Thomas hatte viel zu tun und war von Freitag auf Samstag zu einem Seminar unterwegs. Er würde erst heute Abend wiederkommen, dann wollten wir schick essen und anschließend ins Theater gehen.

Als ich Leonie von diesen Plänen erzählt hatte, lachte sie nur und meinte: „Irgendwie kann ich mir dich eher in einer Kneipe oder einem Konzert vorstellen als in einem Theatersaal.“ Damit tat sie mir ein bisschen Unrecht – ich mochte beides! Nur hatte ich lange niemanden gehabt, mit dem ich das eine oder andere hätte unternehmen können.

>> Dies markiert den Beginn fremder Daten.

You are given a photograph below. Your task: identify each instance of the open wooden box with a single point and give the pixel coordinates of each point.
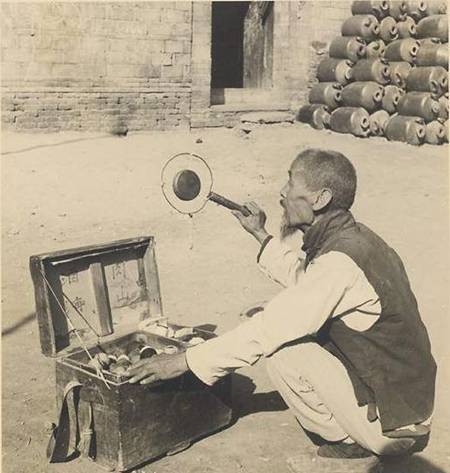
(114, 287)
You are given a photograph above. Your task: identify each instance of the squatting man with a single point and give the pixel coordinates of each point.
(344, 342)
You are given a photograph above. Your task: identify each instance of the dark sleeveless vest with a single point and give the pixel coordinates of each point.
(391, 363)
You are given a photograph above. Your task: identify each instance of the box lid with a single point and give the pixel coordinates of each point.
(94, 291)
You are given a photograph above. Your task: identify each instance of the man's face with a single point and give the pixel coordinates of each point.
(297, 201)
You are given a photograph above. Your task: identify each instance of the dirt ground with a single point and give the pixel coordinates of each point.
(66, 190)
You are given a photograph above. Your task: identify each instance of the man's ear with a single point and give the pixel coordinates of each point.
(323, 198)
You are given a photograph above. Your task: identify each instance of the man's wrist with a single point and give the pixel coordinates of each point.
(261, 235)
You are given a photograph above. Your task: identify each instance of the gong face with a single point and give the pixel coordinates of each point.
(186, 182)
(186, 185)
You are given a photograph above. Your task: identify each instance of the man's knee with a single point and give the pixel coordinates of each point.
(297, 361)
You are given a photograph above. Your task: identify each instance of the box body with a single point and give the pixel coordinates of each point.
(132, 423)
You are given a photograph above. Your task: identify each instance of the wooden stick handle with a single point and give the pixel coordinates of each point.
(229, 204)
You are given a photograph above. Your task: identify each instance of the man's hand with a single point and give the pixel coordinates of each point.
(255, 222)
(158, 368)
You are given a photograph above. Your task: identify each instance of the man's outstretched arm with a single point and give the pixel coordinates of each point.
(330, 287)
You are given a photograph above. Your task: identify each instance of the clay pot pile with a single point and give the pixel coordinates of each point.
(386, 75)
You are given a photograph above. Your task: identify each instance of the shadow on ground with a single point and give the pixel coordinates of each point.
(411, 464)
(246, 402)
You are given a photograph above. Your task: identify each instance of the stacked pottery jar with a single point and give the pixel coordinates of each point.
(419, 63)
(386, 74)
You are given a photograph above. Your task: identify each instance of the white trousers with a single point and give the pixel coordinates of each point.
(316, 387)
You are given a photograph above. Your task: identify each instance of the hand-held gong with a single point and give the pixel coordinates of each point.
(187, 182)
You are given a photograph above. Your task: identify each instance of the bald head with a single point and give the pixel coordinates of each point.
(322, 169)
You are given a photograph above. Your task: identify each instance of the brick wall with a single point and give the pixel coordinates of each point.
(303, 31)
(141, 66)
(96, 66)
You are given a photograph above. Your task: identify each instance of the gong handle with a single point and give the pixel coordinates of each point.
(229, 204)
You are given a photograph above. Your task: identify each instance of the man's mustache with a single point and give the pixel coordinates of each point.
(286, 229)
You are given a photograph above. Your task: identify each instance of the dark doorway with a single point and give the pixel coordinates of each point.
(241, 51)
(227, 69)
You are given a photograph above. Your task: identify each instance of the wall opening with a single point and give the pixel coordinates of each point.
(241, 51)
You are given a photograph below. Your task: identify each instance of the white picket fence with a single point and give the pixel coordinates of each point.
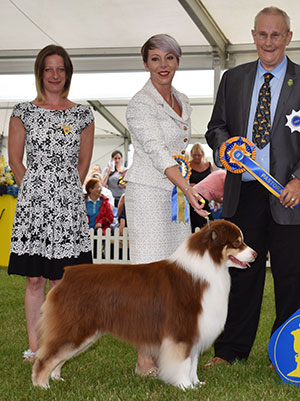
(111, 247)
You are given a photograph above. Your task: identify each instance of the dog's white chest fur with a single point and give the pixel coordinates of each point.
(214, 300)
(212, 319)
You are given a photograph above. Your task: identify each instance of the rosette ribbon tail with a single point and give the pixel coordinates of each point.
(237, 155)
(180, 211)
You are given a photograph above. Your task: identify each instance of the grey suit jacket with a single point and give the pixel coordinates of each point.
(157, 133)
(230, 118)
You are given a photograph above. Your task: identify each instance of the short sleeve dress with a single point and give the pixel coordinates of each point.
(50, 228)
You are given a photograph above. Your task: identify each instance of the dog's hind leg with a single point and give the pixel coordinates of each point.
(194, 366)
(49, 362)
(175, 364)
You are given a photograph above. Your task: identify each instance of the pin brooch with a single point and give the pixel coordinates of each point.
(66, 128)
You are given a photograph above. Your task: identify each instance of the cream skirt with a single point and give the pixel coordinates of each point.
(152, 234)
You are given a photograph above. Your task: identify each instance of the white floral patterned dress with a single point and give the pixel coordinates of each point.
(50, 228)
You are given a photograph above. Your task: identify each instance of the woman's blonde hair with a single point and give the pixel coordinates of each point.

Und ein Abend im Theater war zumindest mal eine Ablenkung zu Krimiserien und Kuscheldecke.

Leonie und Juri hatten in den letzten Wochen öfter angeboten, dass ich mit ihnen etwas unternehmen könnte, zum Beispiel einen Auftritt von Juris Band besuchen oder mit in eine der unzähligen Kneipen in unserer kleinen Universitätsstadt kommen. Aber mal ganz ehrlich – ich war 15 Jahre älter als die beiden oder zumindest als Juri, ich war geschieden, hatte zwei Kinder, stand „mitten im Leben“, was sollte ich da mit einer Horde Studenten ausgehen? Ich käme mir nur noch älter vor! Also schob ich immer Vicci und Paul als Gründe vor, warum ich abends eben nicht spontan weg könnte – wobei mir die beiden schon mehrfach signalisiert hatten, dass sie nun wirklich groß genug wären, dass ich sie mal für ein paar Stunden am Abend alleine lassen könnte. Ich glaube, Vicci hoffte sogar, dass ich einen anderen Mann als Thomas finden würde. Und auch Leonie durchschaute meine Ausreden. Sie guckte immer nur mit hochgezogener Augenbraue und wiegte missbilligend den Kopf.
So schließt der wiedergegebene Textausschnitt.